Top 5 stories: Week of Aug. 22-28
Here's a look at the most popular stories on IWCE's Urgent Communications from last week.
Here’s a look at the most popular stories on IWCE’s Urgent Communications from last week.
- “Rockwell Collins announces plans to offer nationwide disaster communications via HF radio” – Rockwell Collins announced plans for a nationwide high-frequency radio network, ARINC UrgentLink, which is designed to provide communications between public-safety and critical infrastructure bodies when typical communication infrastructure is inoperable due to natural or man-made disaster. Rockwell Collins has a pilot HF Radio network running at a large sheriff’s department currently, and the system will be available to other public-safety agencies within a year, said Dave Chapman, Rockwell Collins product manager.’
- “Cybersecurity could be the biggest challenge for FirstNet, next-gen 911” – IWCE’s Urgent Communications Editor Donny Jackson details the various developments in next-generation 911 and warns of the potential challenges those advances can pose to cybersecurity as FirstNet moves forward with its national broadband network. With the technologies all being based on IP standards, the ongoing concern is cybersecurity. Jackson writes, “These characteristics allow the technologies to provide users with unprecedented interoperability and access to myriad databases at a fraction of the cost of legacy hardware-based communications systems, which is a great thing. It also means that bad software code can cause the system to malfunction or for data to be compromised.”
- “Prince George’s County, Md., partners with Motorola Solutions on NG911-ready communications center, construction of new public-safety complex” – A county once labeled as the “donut hole” in emergency communications interoperability in the Washington, D.C. region now houses a state-of-the-art facility equipped with Motorola’s 700 MHz, P25 radio system, a call center with 63 dispatch stations and a designated training room for future emergency dispatchers. Prince George’s County, Md., partnered with Motorola on the construction of the Prince George’s County Public Safety Communications Center. The technology company and county officials will also open a public-safety complex encompassing a 911 backup center, emergency management and emergency-operations center in the fall.
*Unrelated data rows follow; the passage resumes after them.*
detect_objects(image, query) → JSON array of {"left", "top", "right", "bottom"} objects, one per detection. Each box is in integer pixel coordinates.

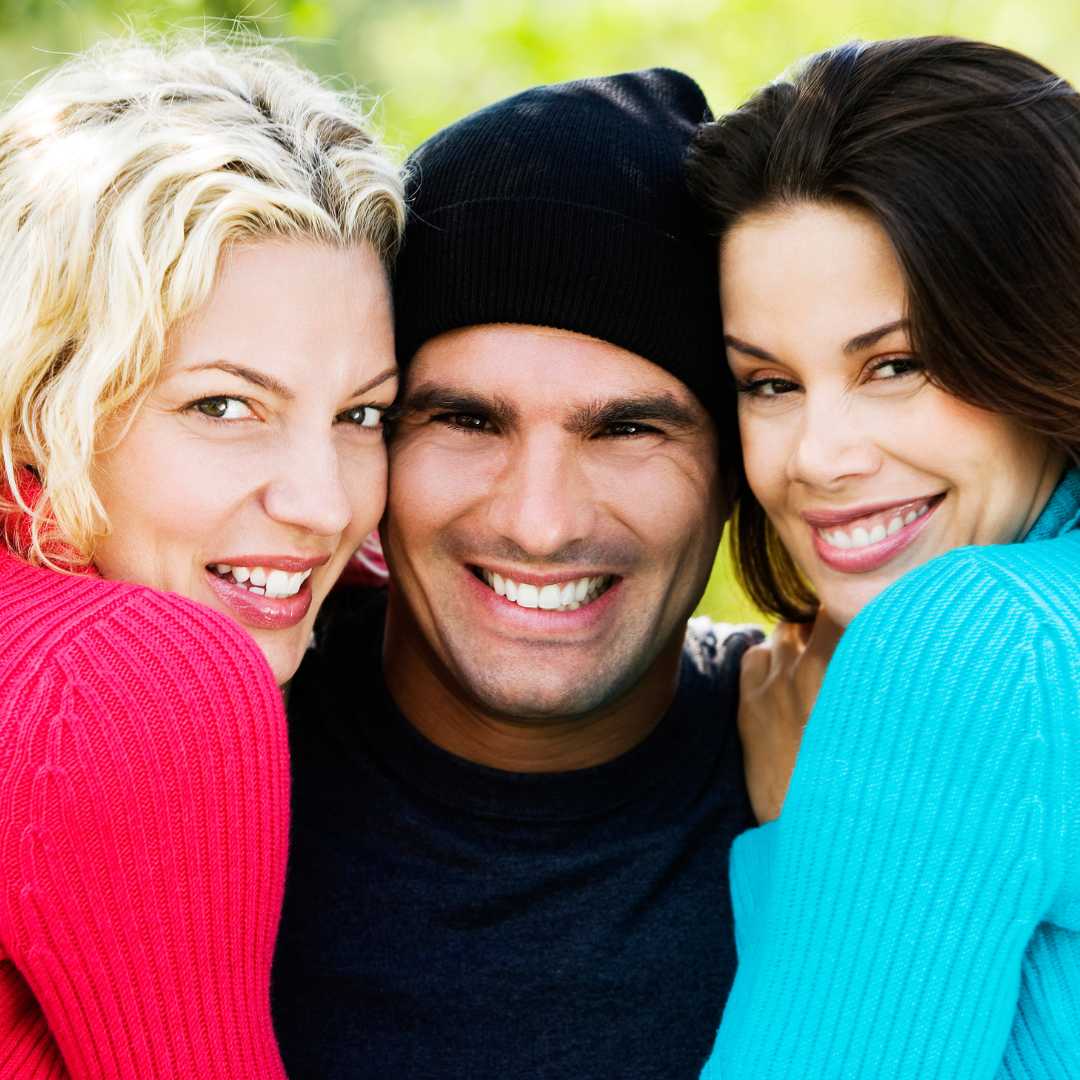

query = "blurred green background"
[{"left": 0, "top": 0, "right": 1080, "bottom": 621}]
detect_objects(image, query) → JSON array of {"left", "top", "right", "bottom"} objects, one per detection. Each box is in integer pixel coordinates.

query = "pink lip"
[
  {"left": 206, "top": 558, "right": 313, "bottom": 630},
  {"left": 464, "top": 566, "right": 622, "bottom": 630},
  {"left": 207, "top": 555, "right": 330, "bottom": 573},
  {"left": 801, "top": 495, "right": 940, "bottom": 529},
  {"left": 802, "top": 499, "right": 943, "bottom": 573}
]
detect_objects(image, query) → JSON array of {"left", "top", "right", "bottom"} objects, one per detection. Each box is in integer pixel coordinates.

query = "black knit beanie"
[{"left": 394, "top": 68, "right": 730, "bottom": 433}]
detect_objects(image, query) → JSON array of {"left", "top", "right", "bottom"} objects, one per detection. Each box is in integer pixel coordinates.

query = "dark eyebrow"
[
  {"left": 843, "top": 319, "right": 907, "bottom": 353},
  {"left": 566, "top": 393, "right": 701, "bottom": 434},
  {"left": 349, "top": 367, "right": 397, "bottom": 397},
  {"left": 399, "top": 382, "right": 518, "bottom": 428},
  {"left": 724, "top": 319, "right": 908, "bottom": 364},
  {"left": 724, "top": 334, "right": 780, "bottom": 364}
]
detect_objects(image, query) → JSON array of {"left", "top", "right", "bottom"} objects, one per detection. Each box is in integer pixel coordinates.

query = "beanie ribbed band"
[{"left": 394, "top": 69, "right": 730, "bottom": 427}]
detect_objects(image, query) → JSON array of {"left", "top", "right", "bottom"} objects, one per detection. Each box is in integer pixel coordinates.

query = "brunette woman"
[{"left": 691, "top": 39, "right": 1080, "bottom": 1080}]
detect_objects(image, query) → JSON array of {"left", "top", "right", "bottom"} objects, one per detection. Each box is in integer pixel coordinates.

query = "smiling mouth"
[
  {"left": 814, "top": 495, "right": 944, "bottom": 551},
  {"left": 469, "top": 566, "right": 618, "bottom": 611},
  {"left": 206, "top": 563, "right": 311, "bottom": 599}
]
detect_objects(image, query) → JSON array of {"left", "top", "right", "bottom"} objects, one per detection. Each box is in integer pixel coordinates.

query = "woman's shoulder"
[
  {"left": 0, "top": 553, "right": 273, "bottom": 699},
  {"left": 837, "top": 530, "right": 1080, "bottom": 691}
]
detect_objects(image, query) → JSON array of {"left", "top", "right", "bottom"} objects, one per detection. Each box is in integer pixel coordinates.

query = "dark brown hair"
[{"left": 688, "top": 38, "right": 1080, "bottom": 621}]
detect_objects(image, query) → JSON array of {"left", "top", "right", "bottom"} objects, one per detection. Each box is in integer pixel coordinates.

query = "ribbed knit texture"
[
  {"left": 0, "top": 546, "right": 288, "bottom": 1080},
  {"left": 702, "top": 471, "right": 1080, "bottom": 1080}
]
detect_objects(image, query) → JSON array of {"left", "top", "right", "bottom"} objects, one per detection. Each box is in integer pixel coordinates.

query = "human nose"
[
  {"left": 788, "top": 395, "right": 881, "bottom": 490},
  {"left": 264, "top": 431, "right": 352, "bottom": 537},
  {"left": 488, "top": 429, "right": 595, "bottom": 558}
]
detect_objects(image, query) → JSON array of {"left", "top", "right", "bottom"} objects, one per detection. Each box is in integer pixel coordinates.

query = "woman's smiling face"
[
  {"left": 94, "top": 241, "right": 396, "bottom": 683},
  {"left": 720, "top": 203, "right": 1064, "bottom": 625}
]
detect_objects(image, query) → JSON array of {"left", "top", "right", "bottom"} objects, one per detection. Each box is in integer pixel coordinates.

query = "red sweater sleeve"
[{"left": 0, "top": 570, "right": 288, "bottom": 1080}]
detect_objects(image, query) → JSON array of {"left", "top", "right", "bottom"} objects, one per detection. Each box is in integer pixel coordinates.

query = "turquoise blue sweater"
[{"left": 702, "top": 470, "right": 1080, "bottom": 1080}]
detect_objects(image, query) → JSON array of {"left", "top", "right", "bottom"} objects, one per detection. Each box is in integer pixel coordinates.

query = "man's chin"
[{"left": 458, "top": 667, "right": 615, "bottom": 725}]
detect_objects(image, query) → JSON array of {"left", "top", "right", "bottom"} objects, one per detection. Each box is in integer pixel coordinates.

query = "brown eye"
[
  {"left": 337, "top": 405, "right": 383, "bottom": 428},
  {"left": 187, "top": 394, "right": 253, "bottom": 420}
]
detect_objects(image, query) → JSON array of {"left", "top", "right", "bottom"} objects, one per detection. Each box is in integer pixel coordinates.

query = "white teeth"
[
  {"left": 267, "top": 570, "right": 289, "bottom": 596},
  {"left": 819, "top": 502, "right": 930, "bottom": 551},
  {"left": 480, "top": 570, "right": 611, "bottom": 611},
  {"left": 537, "top": 585, "right": 563, "bottom": 611},
  {"left": 214, "top": 563, "right": 311, "bottom": 599}
]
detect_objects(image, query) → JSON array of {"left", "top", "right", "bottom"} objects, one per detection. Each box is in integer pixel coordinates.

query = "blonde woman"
[{"left": 0, "top": 38, "right": 404, "bottom": 1080}]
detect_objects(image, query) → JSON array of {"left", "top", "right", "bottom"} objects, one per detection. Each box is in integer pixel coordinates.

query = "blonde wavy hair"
[{"left": 0, "top": 41, "right": 405, "bottom": 569}]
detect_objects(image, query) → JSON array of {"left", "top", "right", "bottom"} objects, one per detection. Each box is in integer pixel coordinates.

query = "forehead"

- “FirstNet plans to release cybersecurity information this fall, Kennedy says”– FirstNet will release its cybersecurity strategy by the fall, FirstNet President TJ Kennedy said during a panel discussion at the APCO 2015 show. The topic of cybersecurity was a major focal point of FirstNet’s Industry Day event. “We need to make sure that we think about human factors in the public-safety environment and making sure that cybersecurity is very, very usable,” Kennedy said. “In my days as a state trooper, I can’t imagine being in a highway-patrol Mustang and trying to worry about 12-digit, upper-case/lower-case, special-character password. We can’t do that. We need to make sure that we’re leveraging authentication and data access management in a public-safety environment, where folks like firefighters who wear gloves can do their job, where paramedics who are wearing gloves can do their job, where police officers who need to execute what they’re doing while driving a vehicle can do their job.”
- “FCC Chairman Wheeler says Congress should help fund next-gen 911 rollout, mapping and cybersecurity resources” – FCC Chairman Tom Wheeler described the adoption of next-generation 911 (NG911) as “too slow and too raged” during an address delivered during the APCO 2015 show. Wheeler applauded APCO and other local and state officials for their efforts to comply with FCC’s standards and transition from legacy 911 to NG911, but, he said, there is much more work to be done. Wheeler opined that Congress should develop legislation to amend 20-year-old 911 laws “in a way that reflects the changing realities on the ground.” In addition to legislation, Congress’ laws should put a stop to the practice of states using appropriated 911 funds for other general fund shortfalls, Wheeler said.